Où atterrir ?
C’est ainsi qu’aurait aussi pu s’intituler cet article (cf. l’ouvrage du même nom du philosophe Bruno Latour), tant le sujet est complexe et l’avenir incertain. Pour l’instant la filière aéronautique s’accroche à un objectif de croissance qui pourrait voir doubler le trafic aérien mondial dans les 20 prochaines années pour les plus optimistes. Est ce que pour autant cette croissance est « soutenable » voire « souhaitable » dans un monde bas-carbone ? Rien n’est moins sûr.
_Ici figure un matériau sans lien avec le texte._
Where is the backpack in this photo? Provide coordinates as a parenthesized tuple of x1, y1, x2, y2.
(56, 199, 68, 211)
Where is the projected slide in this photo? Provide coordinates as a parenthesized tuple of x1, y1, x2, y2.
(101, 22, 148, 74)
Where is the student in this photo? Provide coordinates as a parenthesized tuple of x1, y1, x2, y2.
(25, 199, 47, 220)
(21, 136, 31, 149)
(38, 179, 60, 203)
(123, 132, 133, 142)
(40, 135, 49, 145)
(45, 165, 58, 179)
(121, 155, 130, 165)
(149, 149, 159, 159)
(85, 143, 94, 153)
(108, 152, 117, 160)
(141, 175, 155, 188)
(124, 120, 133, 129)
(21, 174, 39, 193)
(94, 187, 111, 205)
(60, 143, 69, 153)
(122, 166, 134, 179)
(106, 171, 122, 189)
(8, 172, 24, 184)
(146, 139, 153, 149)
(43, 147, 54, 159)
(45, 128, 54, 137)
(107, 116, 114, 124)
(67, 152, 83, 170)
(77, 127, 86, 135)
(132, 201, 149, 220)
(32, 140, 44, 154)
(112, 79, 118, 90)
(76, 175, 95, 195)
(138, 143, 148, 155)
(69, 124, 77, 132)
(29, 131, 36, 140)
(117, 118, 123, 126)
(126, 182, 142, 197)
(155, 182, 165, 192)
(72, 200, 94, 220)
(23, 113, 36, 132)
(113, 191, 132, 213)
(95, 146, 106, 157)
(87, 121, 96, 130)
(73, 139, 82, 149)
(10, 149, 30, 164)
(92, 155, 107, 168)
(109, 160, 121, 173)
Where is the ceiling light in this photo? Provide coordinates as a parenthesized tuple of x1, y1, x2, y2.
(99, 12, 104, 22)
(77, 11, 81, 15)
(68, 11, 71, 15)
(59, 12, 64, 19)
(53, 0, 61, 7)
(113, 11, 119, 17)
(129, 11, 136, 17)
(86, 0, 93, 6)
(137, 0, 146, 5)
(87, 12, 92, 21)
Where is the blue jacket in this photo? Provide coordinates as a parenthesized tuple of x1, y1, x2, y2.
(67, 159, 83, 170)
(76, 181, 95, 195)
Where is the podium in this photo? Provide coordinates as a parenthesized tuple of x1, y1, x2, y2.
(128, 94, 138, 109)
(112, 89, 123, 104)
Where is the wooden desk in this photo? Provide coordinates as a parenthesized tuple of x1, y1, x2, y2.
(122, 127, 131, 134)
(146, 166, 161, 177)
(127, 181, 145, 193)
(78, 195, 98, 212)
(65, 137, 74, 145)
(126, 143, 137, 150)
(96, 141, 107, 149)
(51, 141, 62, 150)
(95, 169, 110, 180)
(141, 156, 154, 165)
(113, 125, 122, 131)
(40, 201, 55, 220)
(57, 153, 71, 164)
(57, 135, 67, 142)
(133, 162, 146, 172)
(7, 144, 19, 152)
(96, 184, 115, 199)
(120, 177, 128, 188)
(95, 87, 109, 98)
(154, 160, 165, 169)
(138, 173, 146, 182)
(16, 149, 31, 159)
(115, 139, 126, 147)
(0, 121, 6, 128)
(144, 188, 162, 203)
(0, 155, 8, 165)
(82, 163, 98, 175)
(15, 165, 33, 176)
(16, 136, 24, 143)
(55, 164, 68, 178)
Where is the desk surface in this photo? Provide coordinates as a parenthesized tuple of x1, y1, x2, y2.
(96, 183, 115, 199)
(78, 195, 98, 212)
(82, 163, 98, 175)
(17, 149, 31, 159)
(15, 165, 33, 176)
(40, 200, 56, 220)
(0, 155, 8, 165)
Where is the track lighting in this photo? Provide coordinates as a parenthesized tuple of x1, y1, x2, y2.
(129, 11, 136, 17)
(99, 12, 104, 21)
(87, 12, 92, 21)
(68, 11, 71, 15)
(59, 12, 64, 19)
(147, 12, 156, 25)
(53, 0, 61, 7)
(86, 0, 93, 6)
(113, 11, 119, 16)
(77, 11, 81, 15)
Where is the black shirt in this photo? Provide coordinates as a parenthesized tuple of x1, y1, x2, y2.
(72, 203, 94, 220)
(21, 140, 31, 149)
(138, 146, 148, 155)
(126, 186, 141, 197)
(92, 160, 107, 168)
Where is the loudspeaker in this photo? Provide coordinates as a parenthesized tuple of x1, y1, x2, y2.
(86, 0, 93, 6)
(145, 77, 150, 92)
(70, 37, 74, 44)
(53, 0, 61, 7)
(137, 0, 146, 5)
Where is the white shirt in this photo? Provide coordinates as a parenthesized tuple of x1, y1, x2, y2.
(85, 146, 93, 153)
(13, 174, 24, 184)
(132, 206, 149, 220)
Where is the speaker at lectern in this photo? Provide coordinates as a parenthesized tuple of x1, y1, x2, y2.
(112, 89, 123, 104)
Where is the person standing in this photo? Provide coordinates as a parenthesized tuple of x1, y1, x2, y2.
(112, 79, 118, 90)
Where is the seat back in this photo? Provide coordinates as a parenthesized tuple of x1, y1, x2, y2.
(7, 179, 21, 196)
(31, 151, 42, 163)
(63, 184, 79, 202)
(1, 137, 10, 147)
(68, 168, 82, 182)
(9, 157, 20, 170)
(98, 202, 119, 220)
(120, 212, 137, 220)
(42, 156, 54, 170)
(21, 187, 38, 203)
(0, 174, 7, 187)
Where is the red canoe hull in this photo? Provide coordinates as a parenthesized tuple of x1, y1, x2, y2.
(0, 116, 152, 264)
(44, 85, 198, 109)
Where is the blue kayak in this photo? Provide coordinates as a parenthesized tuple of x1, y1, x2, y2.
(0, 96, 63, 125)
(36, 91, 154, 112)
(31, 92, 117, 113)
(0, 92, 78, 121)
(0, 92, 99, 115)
Vous avez dit décarbonation.
Airbus, fleuron de l’aéronautique européenne, a son carnet de commande plein pour les 10 ans à venir et a su se relever de la crise du Covid pour devenir le leader mondial du marché. Cette annonce seule aurait de quoi nous réjouir mais ce serait oublier que le secteur fait face à un défi de taille : la décarbonation.
Aéroforum : 10 ans déjà !
Le 9 novembre dernier avait lieu à Toulouse la 10ème édition de l’Aéroforum organisé par la Tribune et Toulouse Métropole. Sans grande surprise, la décarbonation s’est imposée comme le sujet central de la soirée. Ce forum, réunissant la fine fleur des industriels et des investisseurs français du secteur, a permis de faire le bilan des 10 années écoulées mais aussi et surtout de se projeter sur les 10 ans à venir. Les intervenants qui se sont succédés, à commencer par Jean-Luc Moudenc, ont appelé à soutenir la filière en évitant de la stigmatiser. En effet, entre la crise du Covid qui a ébranlé durablement la confiance des investisseurs et les enjeux d’atténuation du réchauffement climatique, l’aéronautique n’est pas véritablement sortie de la crise et doit se réinventer pour faire face aux défis à venir.
Quelques chiffres…
3% c’est la part des émissions de GES liées au secteur du transport aérien dans le monde. C’est finalement assez peu alors pourquoi en parle t’on autant ? Tout d’abord parce que si l’on veut mesurer la véritable contribution du transport aérien au réchauffement climatique il faut tenir compte de l’impact des traînées de condensation ce qui nous amène à 6% des émissions globales. Et enfin et surtout qu’il faut mettre ce chiffre en rapport avec le nombre d’usagers concernés. En effet seuls 10% de la population mondiale utilise l’avion (sur une année courante) et 1% de la population est responsable de la moitié des émissions du secteur. Alors que lundi avait lieu le Global Donut Day qui invite à considérer la justice sociale dans les transitions à venir, nous pouvons nous interroger sur la place que doit prendre l’avion dans nos usages futurs.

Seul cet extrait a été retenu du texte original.